E, como ela mesma disse, o que rege o texto do filme e agora da série é amor. Para ela, ainda que a história mostre o ponto de vista do homem, Paulo (Emíliio Dantas), em relação ao sentimento, não existe diferença de gêneros no que diz respeito ao gostar. “Cada ser humana é único. E vive o amor à sua maneira. Isso me encanta. Acredito que a jornada masculina moderna é em parte essa, se conectar com sentimentos que estavam caracterizados como femininos. Mas que são, na verdade, humanos. O amor, a delicadeza, o afeto devem ser entendidos como manifestação para todos.”
Emoção e diversão, segundo ela, são dois resultados diretos para quem assiste ao trabalho. “Eu me diverti e me emocionei muito fazendo essa série e refleti também sobre a vida, sobre o amor, sobre a nossa realidade, nossa atualidade. Se é para se esperar alguma coisa, acho que é isso e também conhecer um pouco mais do Domingos para quem não teve essa oportunidade. De conhecer um pouco como ele enxergava a vida e a partir daí conhecer a obra dele, que é imperdível.” Além dela estão no elenco Lilia Cabral, Fernanda Torres, Maria Ribeiro, Fábio Assunção e Felipe Camargo, entre outros.
EM CASA
Não só o aspecto profissional, mas também a realidade mundial mudou desde Fina Estampa para cá. O isolamento físico está sendo seguido à risca pela atriz e sua família. “Sou muito privilegiada, posso cuidar da minha casa, meu filho. Buscar paz e rezar para encontrarmos logo uma solução para essa crise. Mas é desesperador pensar na desigualdade que marca o nosso País. E que muitos estão sofrendo privações desumanas, enquanto digo essas palavras. Vivendo em condições insalubres e sem perspectiva nenhuma. Espero que como sociedade a gente repense o sofrimento do outro. E pare de acreditar na meritocracia. Que seja o ponto de partida de uma revolução de paradigmas.” Ela espera que, a partir dessa experiência, o olhar para o meio ambiente seja outro, inclusive no quesito da sustentabilidade.

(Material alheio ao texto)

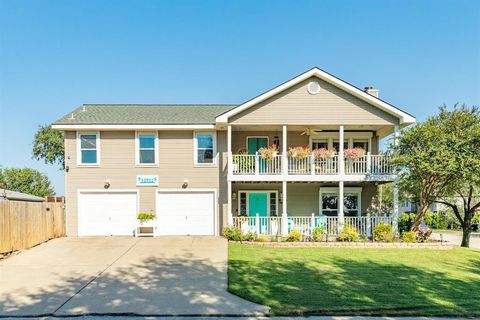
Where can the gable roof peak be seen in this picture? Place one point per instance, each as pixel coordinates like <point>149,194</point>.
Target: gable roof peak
<point>403,116</point>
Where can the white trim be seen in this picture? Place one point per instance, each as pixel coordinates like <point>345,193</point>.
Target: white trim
<point>199,190</point>
<point>248,191</point>
<point>346,190</point>
<point>133,126</point>
<point>248,137</point>
<point>195,154</point>
<point>137,149</point>
<point>79,149</point>
<point>316,72</point>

Na hora de tratar sobre o assunto com Otto, não esconde o que está acontecendo, mas como toda mãe tenta passar por isso da melhor forma possível. “Estou tentando o meu melhor, oferecendo todo meu amor e cuidado. Brincando muito, cuidando do aprendizado e saúde. Explicando a realidade do momento que estamos vivendo, sem esconder os fatos, nem a gravidade do que está acontecendo no mundo. E também lembrando como é bom sair, ver o mar , o mundo.... como é bom encontrar com os avós, primos, amigos. Tentando conectar ele com o que espero que possamos voltar a viver em breve.” É por ele e para ele que quer voltar a fazer teatro e, se possível, uma peça infantil, para que o pequeno possa assistir.
E como se vê daqui a dez anos? “Viva. Feliz. Realizando.” Guarda inúmeros sonhos, os quais prefere não revelar. “São meus segredos. Não gosto muito de contar sonhos. Prefiro realizar e depois compartilhar. Mas são muitos! O primeiro, depois da quarentena acabar, será dar um mergulho no mar.”